Santino's story is repeated across southern Sudan. In Bor county, an often flooded plain where cows wander the Nile's marshy banks, 30,000 people returned last year. Officials expect 60,000 this year - a big jump for a county that can't provide food and clean water for its current 200,000 residents.
So far, returnees have been welcomed by relatives and friends. The southern clan system is strong. Most have moved in with relatives, who feel obligated to host them. But as numbers increase, tensions could rise.
The war has devastated the south. There are no phones, no paved roads, no electricity. Even main towns like Rumbek and Bor are ghost-like. With no buildings left standing, the UN and Western aid agencies have erected tents and tin huts as hospitals and schools. Two decades of bombing and gunfire have halted farming.
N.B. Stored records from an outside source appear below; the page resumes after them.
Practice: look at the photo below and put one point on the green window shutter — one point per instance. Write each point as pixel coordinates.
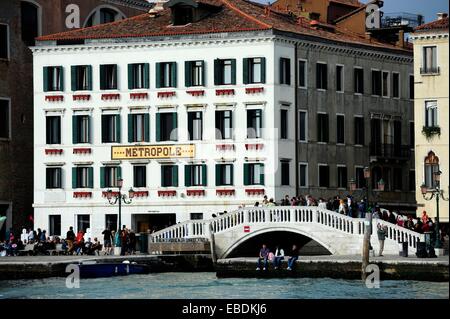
(246, 174)
(146, 75)
(173, 69)
(218, 174)
(118, 130)
(91, 177)
(187, 73)
(102, 177)
(263, 70)
(158, 127)
(147, 127)
(45, 79)
(175, 176)
(75, 129)
(74, 177)
(245, 71)
(187, 175)
(217, 72)
(130, 77)
(102, 77)
(130, 128)
(233, 71)
(73, 76)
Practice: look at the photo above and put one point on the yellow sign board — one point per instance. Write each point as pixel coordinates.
(152, 151)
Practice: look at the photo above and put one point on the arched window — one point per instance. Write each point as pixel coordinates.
(431, 167)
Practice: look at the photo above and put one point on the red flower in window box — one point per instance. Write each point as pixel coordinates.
(225, 192)
(225, 92)
(195, 192)
(138, 96)
(81, 97)
(82, 151)
(253, 90)
(111, 96)
(166, 94)
(82, 194)
(54, 98)
(196, 92)
(53, 151)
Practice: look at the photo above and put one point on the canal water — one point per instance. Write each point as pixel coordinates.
(208, 286)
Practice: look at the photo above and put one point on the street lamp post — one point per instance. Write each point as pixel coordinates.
(438, 193)
(119, 198)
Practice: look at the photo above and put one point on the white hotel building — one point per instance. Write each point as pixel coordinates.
(208, 74)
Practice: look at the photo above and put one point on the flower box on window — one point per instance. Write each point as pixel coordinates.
(81, 97)
(166, 94)
(138, 96)
(225, 92)
(253, 90)
(54, 98)
(195, 192)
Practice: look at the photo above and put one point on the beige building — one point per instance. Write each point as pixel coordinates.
(431, 112)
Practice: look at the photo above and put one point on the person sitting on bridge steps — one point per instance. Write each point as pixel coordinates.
(293, 258)
(263, 255)
(278, 257)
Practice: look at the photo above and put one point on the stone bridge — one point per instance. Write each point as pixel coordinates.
(335, 233)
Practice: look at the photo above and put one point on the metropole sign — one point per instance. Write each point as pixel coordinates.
(152, 152)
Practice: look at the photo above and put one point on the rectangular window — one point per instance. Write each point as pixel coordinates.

The World Food Program provides food for 1.4 million people in southern Sudan. More than 75 percent of the people can't get clean water.
"There is an obligation to look after our people. They will come whether we are ready or not, but right now, we do not have anything to look after them with," says Paul Machuei Malok, a former fighter in the Sudan People's Liberation Army and now commissioner for Rumbek.
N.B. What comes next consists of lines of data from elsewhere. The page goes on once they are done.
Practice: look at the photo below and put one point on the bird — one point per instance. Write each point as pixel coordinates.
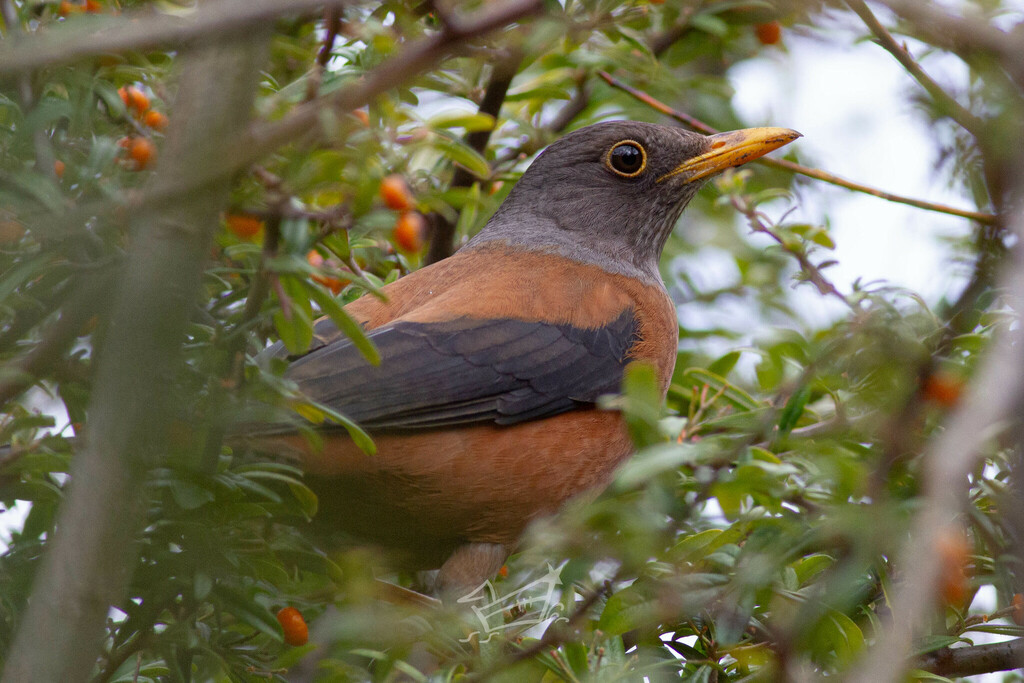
(484, 406)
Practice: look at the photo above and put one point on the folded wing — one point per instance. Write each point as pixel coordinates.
(467, 371)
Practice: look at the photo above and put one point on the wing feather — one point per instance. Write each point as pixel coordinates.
(466, 371)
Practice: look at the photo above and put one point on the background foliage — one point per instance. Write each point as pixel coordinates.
(757, 534)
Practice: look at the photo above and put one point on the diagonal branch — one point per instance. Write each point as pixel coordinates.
(964, 35)
(415, 58)
(993, 397)
(304, 122)
(143, 31)
(945, 101)
(957, 662)
(793, 167)
(90, 560)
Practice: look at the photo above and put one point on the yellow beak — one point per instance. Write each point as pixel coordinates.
(732, 148)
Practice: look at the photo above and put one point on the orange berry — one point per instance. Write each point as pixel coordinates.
(769, 33)
(953, 550)
(395, 193)
(134, 98)
(943, 387)
(141, 151)
(155, 120)
(10, 230)
(334, 284)
(243, 226)
(296, 631)
(410, 231)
Nura Sawa is a mother of six who left Rumbek in 1984 and spent 20 years in Khartoum. She traveled for six weeks by truck and foot to get back and now lives in a house made of palm leaves. Her neighbors' huts are built of dried mud and thatched straw roofs - better for keeping out rain. "I have nothing here, nothing at all," Ms. Sawa says. "But this is my motherland, and I have to be here, even though it's hard."
Hezron Kaburu, a logistics clerk at the World Food Program, says returnees often face social and economic problems. "About 40 percent of returnees who come from Khartoum return there after six months," he says. "In cities they are used to buying with money, but out here they must barter. And it's very easy for the local people to cheat them. They often find they miss both the security and the excitement of living in a town."
But in Khartoum, Lado says it can only be better at home. He says his house in the Wad el Bashier internal-refugee camp has been demolished twice by government bulldozers. Back south in Juba, "even if there is no work, I can cultivate land," he says. "And I will slowly build up my house - six rooms for my children and wife and me."